Just back from 2 weeks in Greece and woke up early this morning. We have just completed the puzzle – we can’t go away without someone saving us the Saturday Indy. We don’t think we have missed a single one although there have been the odd ones we haven’t completed.

This was a veritable tour de force. Part way through we saw Alan and made a guess at Mathison. A google search revealed the rest and we remembered the reference to him before we left home.

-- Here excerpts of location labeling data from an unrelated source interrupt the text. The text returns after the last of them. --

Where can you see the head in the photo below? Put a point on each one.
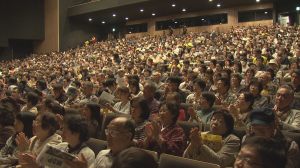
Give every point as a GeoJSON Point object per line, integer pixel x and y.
{"type": "Point", "coordinates": [284, 97]}
{"type": "Point", "coordinates": [261, 152]}
{"type": "Point", "coordinates": [221, 123]}
{"type": "Point", "coordinates": [262, 123]}
{"type": "Point", "coordinates": [75, 130]}
{"type": "Point", "coordinates": [169, 113]}
{"type": "Point", "coordinates": [140, 110]}
{"type": "Point", "coordinates": [255, 87]}
{"type": "Point", "coordinates": [92, 112]}
{"type": "Point", "coordinates": [32, 99]}
{"type": "Point", "coordinates": [7, 117]}
{"type": "Point", "coordinates": [245, 101]}
{"type": "Point", "coordinates": [23, 123]}
{"type": "Point", "coordinates": [45, 125]}
{"type": "Point", "coordinates": [207, 100]}
{"type": "Point", "coordinates": [149, 90]}
{"type": "Point", "coordinates": [119, 134]}
{"type": "Point", "coordinates": [134, 158]}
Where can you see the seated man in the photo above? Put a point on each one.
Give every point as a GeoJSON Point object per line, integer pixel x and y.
{"type": "Point", "coordinates": [263, 123]}
{"type": "Point", "coordinates": [119, 134]}
{"type": "Point", "coordinates": [288, 118]}
{"type": "Point", "coordinates": [261, 152]}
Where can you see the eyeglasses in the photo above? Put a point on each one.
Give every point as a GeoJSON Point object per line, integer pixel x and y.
{"type": "Point", "coordinates": [112, 133]}
{"type": "Point", "coordinates": [247, 161]}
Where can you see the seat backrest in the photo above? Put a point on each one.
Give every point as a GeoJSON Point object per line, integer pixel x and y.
{"type": "Point", "coordinates": [170, 161]}
{"type": "Point", "coordinates": [187, 126]}
{"type": "Point", "coordinates": [107, 118]}
{"type": "Point", "coordinates": [96, 145]}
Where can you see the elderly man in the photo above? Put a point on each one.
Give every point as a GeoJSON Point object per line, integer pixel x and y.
{"type": "Point", "coordinates": [288, 117]}
{"type": "Point", "coordinates": [119, 134]}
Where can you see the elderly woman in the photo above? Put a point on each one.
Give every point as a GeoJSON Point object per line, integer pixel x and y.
{"type": "Point", "coordinates": [221, 124]}
{"type": "Point", "coordinates": [44, 127]}
{"type": "Point", "coordinates": [166, 137]}
{"type": "Point", "coordinates": [140, 113]}
{"type": "Point", "coordinates": [23, 123]}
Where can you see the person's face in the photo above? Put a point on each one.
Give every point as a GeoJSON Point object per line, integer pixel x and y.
{"type": "Point", "coordinates": [217, 124]}
{"type": "Point", "coordinates": [69, 136]}
{"type": "Point", "coordinates": [242, 104]}
{"type": "Point", "coordinates": [295, 80]}
{"type": "Point", "coordinates": [165, 116]}
{"type": "Point", "coordinates": [248, 158]}
{"type": "Point", "coordinates": [254, 90]}
{"type": "Point", "coordinates": [283, 98]}
{"type": "Point", "coordinates": [18, 125]}
{"type": "Point", "coordinates": [262, 130]}
{"type": "Point", "coordinates": [234, 81]}
{"type": "Point", "coordinates": [135, 111]}
{"type": "Point", "coordinates": [117, 137]}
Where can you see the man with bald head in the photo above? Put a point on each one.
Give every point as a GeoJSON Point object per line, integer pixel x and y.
{"type": "Point", "coordinates": [119, 135]}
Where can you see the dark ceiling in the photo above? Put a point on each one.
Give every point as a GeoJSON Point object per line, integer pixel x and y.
{"type": "Point", "coordinates": [159, 7]}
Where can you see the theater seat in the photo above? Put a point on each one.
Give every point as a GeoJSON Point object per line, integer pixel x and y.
{"type": "Point", "coordinates": [107, 118]}
{"type": "Point", "coordinates": [187, 126]}
{"type": "Point", "coordinates": [170, 161]}
{"type": "Point", "coordinates": [96, 145]}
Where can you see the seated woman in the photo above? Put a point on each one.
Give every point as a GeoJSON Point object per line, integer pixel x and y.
{"type": "Point", "coordinates": [6, 125]}
{"type": "Point", "coordinates": [206, 102]}
{"type": "Point", "coordinates": [221, 124]}
{"type": "Point", "coordinates": [23, 123]}
{"type": "Point", "coordinates": [92, 115]}
{"type": "Point", "coordinates": [44, 128]}
{"type": "Point", "coordinates": [75, 134]}
{"type": "Point", "coordinates": [123, 106]}
{"type": "Point", "coordinates": [166, 137]}
{"type": "Point", "coordinates": [241, 109]}
{"type": "Point", "coordinates": [140, 113]}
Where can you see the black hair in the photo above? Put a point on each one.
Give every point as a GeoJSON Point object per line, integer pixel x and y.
{"type": "Point", "coordinates": [142, 103]}
{"type": "Point", "coordinates": [95, 111]}
{"type": "Point", "coordinates": [228, 119]}
{"type": "Point", "coordinates": [48, 121]}
{"type": "Point", "coordinates": [32, 98]}
{"type": "Point", "coordinates": [27, 119]}
{"type": "Point", "coordinates": [209, 97]}
{"type": "Point", "coordinates": [134, 158]}
{"type": "Point", "coordinates": [271, 152]}
{"type": "Point", "coordinates": [173, 108]}
{"type": "Point", "coordinates": [77, 124]}
{"type": "Point", "coordinates": [201, 83]}
{"type": "Point", "coordinates": [7, 118]}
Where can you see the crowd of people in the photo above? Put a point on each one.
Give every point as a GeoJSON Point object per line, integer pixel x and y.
{"type": "Point", "coordinates": [241, 86]}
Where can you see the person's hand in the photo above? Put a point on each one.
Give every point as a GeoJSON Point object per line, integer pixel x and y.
{"type": "Point", "coordinates": [22, 142]}
{"type": "Point", "coordinates": [192, 113]}
{"type": "Point", "coordinates": [195, 137]}
{"type": "Point", "coordinates": [27, 160]}
{"type": "Point", "coordinates": [79, 162]}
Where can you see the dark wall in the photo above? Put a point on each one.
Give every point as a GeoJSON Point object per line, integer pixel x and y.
{"type": "Point", "coordinates": [73, 33]}
{"type": "Point", "coordinates": [21, 22]}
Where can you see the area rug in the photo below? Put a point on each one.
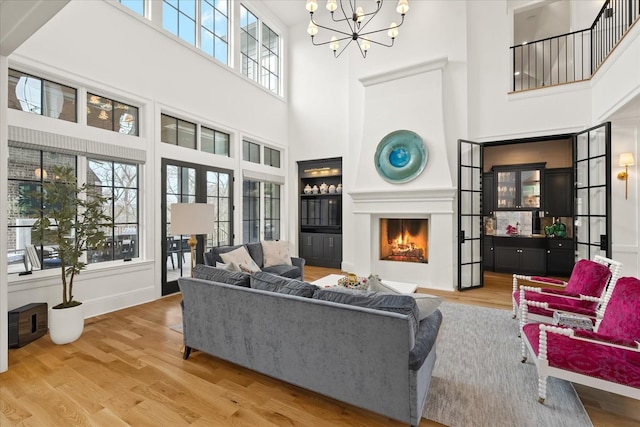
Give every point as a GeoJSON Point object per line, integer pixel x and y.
{"type": "Point", "coordinates": [479, 380]}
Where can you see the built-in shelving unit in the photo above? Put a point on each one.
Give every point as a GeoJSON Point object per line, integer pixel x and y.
{"type": "Point", "coordinates": [320, 210]}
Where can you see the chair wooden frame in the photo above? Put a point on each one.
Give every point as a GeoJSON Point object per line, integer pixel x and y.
{"type": "Point", "coordinates": [545, 371]}
{"type": "Point", "coordinates": [614, 266]}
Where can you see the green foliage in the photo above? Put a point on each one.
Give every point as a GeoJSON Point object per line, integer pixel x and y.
{"type": "Point", "coordinates": [72, 218]}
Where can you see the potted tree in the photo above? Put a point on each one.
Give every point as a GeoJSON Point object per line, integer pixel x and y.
{"type": "Point", "coordinates": [72, 218]}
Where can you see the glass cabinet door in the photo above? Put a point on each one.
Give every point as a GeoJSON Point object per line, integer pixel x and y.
{"type": "Point", "coordinates": [530, 188]}
{"type": "Point", "coordinates": [506, 190]}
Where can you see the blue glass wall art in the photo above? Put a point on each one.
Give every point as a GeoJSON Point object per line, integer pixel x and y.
{"type": "Point", "coordinates": [401, 156]}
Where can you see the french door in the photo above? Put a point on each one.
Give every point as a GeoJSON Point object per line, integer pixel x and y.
{"type": "Point", "coordinates": [592, 173]}
{"type": "Point", "coordinates": [193, 183]}
{"type": "Point", "coordinates": [592, 201]}
{"type": "Point", "coordinates": [470, 268]}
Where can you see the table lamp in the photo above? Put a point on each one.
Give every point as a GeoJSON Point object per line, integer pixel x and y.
{"type": "Point", "coordinates": [192, 219]}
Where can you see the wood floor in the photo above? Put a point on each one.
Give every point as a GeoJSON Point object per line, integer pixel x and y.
{"type": "Point", "coordinates": [127, 369]}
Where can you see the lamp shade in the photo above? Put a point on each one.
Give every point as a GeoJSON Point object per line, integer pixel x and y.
{"type": "Point", "coordinates": [626, 159]}
{"type": "Point", "coordinates": [192, 218]}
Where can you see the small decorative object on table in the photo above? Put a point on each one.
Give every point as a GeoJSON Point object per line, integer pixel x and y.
{"type": "Point", "coordinates": [351, 281]}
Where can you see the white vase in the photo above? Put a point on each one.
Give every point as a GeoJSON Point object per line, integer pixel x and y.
{"type": "Point", "coordinates": [66, 324]}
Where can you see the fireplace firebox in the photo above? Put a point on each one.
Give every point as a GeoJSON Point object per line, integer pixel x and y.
{"type": "Point", "coordinates": [404, 240]}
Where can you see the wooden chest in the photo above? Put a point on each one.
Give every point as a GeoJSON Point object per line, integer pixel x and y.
{"type": "Point", "coordinates": [27, 323]}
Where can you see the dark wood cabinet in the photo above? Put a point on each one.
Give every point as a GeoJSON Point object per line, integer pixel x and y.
{"type": "Point", "coordinates": [518, 186]}
{"type": "Point", "coordinates": [321, 249]}
{"type": "Point", "coordinates": [488, 194]}
{"type": "Point", "coordinates": [488, 254]}
{"type": "Point", "coordinates": [560, 257]}
{"type": "Point", "coordinates": [320, 212]}
{"type": "Point", "coordinates": [558, 192]}
{"type": "Point", "coordinates": [520, 255]}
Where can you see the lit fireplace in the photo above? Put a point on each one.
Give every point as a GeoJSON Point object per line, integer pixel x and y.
{"type": "Point", "coordinates": [404, 240]}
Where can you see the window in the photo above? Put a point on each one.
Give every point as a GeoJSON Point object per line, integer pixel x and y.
{"type": "Point", "coordinates": [214, 32]}
{"type": "Point", "coordinates": [111, 115]}
{"type": "Point", "coordinates": [119, 182]}
{"type": "Point", "coordinates": [26, 173]}
{"type": "Point", "coordinates": [255, 193]}
{"type": "Point", "coordinates": [250, 211]}
{"type": "Point", "coordinates": [271, 157]}
{"type": "Point", "coordinates": [136, 5]}
{"type": "Point", "coordinates": [213, 141]}
{"type": "Point", "coordinates": [42, 97]}
{"type": "Point", "coordinates": [271, 211]}
{"type": "Point", "coordinates": [249, 43]}
{"type": "Point", "coordinates": [178, 132]}
{"type": "Point", "coordinates": [270, 59]}
{"type": "Point", "coordinates": [179, 17]}
{"type": "Point", "coordinates": [250, 152]}
{"type": "Point", "coordinates": [183, 17]}
{"type": "Point", "coordinates": [257, 40]}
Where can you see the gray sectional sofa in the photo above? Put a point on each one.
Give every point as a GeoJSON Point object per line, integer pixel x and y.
{"type": "Point", "coordinates": [369, 349]}
{"type": "Point", "coordinates": [294, 271]}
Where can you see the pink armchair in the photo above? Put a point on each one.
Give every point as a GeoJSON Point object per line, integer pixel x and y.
{"type": "Point", "coordinates": [588, 289]}
{"type": "Point", "coordinates": [607, 358]}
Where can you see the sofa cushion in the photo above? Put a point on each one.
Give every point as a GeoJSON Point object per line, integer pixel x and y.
{"type": "Point", "coordinates": [425, 339]}
{"type": "Point", "coordinates": [272, 283]}
{"type": "Point", "coordinates": [275, 252]}
{"type": "Point", "coordinates": [427, 303]}
{"type": "Point", "coordinates": [205, 272]}
{"type": "Point", "coordinates": [241, 260]}
{"type": "Point", "coordinates": [398, 303]}
{"type": "Point", "coordinates": [290, 271]}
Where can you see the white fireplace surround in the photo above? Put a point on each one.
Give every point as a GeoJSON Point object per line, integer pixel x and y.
{"type": "Point", "coordinates": [430, 195]}
{"type": "Point", "coordinates": [434, 204]}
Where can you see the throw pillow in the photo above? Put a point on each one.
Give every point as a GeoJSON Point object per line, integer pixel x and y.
{"type": "Point", "coordinates": [240, 257]}
{"type": "Point", "coordinates": [222, 265]}
{"type": "Point", "coordinates": [214, 274]}
{"type": "Point", "coordinates": [275, 252]}
{"type": "Point", "coordinates": [272, 283]}
{"type": "Point", "coordinates": [427, 303]}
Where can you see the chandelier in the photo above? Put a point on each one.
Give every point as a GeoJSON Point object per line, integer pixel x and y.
{"type": "Point", "coordinates": [354, 21]}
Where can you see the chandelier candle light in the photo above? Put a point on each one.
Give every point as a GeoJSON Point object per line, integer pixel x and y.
{"type": "Point", "coordinates": [354, 21]}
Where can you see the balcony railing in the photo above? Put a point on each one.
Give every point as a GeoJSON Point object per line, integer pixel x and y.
{"type": "Point", "coordinates": [575, 56]}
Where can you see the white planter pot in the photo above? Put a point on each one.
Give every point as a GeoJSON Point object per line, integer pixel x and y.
{"type": "Point", "coordinates": [66, 324]}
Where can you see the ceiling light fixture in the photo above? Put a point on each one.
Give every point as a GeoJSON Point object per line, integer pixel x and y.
{"type": "Point", "coordinates": [354, 22]}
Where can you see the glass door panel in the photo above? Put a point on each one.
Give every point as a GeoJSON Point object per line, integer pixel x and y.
{"type": "Point", "coordinates": [530, 188]}
{"type": "Point", "coordinates": [470, 267]}
{"type": "Point", "coordinates": [506, 186]}
{"type": "Point", "coordinates": [592, 166]}
{"type": "Point", "coordinates": [191, 183]}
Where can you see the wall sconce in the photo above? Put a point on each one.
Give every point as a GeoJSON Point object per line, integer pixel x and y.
{"type": "Point", "coordinates": [626, 160]}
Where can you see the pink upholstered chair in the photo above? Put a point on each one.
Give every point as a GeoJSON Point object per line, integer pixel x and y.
{"type": "Point", "coordinates": [607, 358]}
{"type": "Point", "coordinates": [587, 290]}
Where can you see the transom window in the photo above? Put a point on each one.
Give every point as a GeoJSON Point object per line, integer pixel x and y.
{"type": "Point", "coordinates": [250, 152]}
{"type": "Point", "coordinates": [112, 115]}
{"type": "Point", "coordinates": [203, 23]}
{"type": "Point", "coordinates": [43, 97]}
{"type": "Point", "coordinates": [259, 51]}
{"type": "Point", "coordinates": [178, 132]}
{"type": "Point", "coordinates": [213, 141]}
{"type": "Point", "coordinates": [271, 157]}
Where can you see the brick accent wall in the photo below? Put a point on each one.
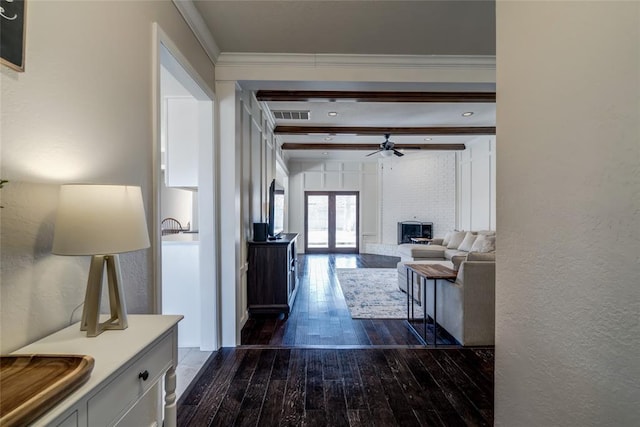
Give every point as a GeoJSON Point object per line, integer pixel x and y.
{"type": "Point", "coordinates": [420, 187]}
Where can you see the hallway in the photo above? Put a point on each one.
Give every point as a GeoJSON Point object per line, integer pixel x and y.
{"type": "Point", "coordinates": [320, 367]}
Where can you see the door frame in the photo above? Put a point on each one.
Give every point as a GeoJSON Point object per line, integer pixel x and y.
{"type": "Point", "coordinates": [209, 234]}
{"type": "Point", "coordinates": [332, 222]}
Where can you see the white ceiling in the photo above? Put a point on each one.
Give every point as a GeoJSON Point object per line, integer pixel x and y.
{"type": "Point", "coordinates": [361, 27]}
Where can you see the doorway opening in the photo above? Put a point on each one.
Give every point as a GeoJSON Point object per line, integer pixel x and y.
{"type": "Point", "coordinates": [185, 191]}
{"type": "Point", "coordinates": [331, 221]}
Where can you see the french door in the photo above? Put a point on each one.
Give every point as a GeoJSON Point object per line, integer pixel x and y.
{"type": "Point", "coordinates": [331, 221]}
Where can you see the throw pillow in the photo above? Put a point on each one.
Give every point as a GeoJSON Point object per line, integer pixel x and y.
{"type": "Point", "coordinates": [484, 244]}
{"type": "Point", "coordinates": [457, 260]}
{"type": "Point", "coordinates": [456, 238]}
{"type": "Point", "coordinates": [481, 256]}
{"type": "Point", "coordinates": [466, 244]}
{"type": "Point", "coordinates": [445, 241]}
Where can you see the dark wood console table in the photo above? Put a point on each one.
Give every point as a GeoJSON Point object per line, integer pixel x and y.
{"type": "Point", "coordinates": [425, 272]}
{"type": "Point", "coordinates": [272, 276]}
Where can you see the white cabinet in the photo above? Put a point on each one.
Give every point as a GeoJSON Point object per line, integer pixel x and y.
{"type": "Point", "coordinates": [182, 142]}
{"type": "Point", "coordinates": [129, 366]}
{"type": "Point", "coordinates": [181, 284]}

Sorting out the thematic alterations/decoding took quite a while and we’re still not sure where crux comes into 21d. Can anyone help please?

Thanks kenmac – love the flashing! – and also Radix for the puzzle.

9. kenmac says:

B: 2 + 1 = 3 == C
I: 9 + 9 = 18 == R
R: 18 + 3 = 21 == U
O: 15 + 9 = 24 == X

10. Al Dente says:

Hope you had an enjoyable holiday Bertandjoyce. Was’nt totally sure myself where crux came into 21d so
referenced Chambers which gave ‘something that creates difficulty or complexity’. I guess that as autism
is a problem which affects children then this may be where it comes in to the clue. Good to see you back.

11. Bertandjoyce says:

Thanks Al Dente (and Kemac). It’s so wonderful to come back to this weather and local flooding!

We managed to get the coding for crux but we think your interpretation Al Dente is the closest we can get to it. I suppose the restrictions with a four-letter word to help parse it, it was always going to be a bit obscure.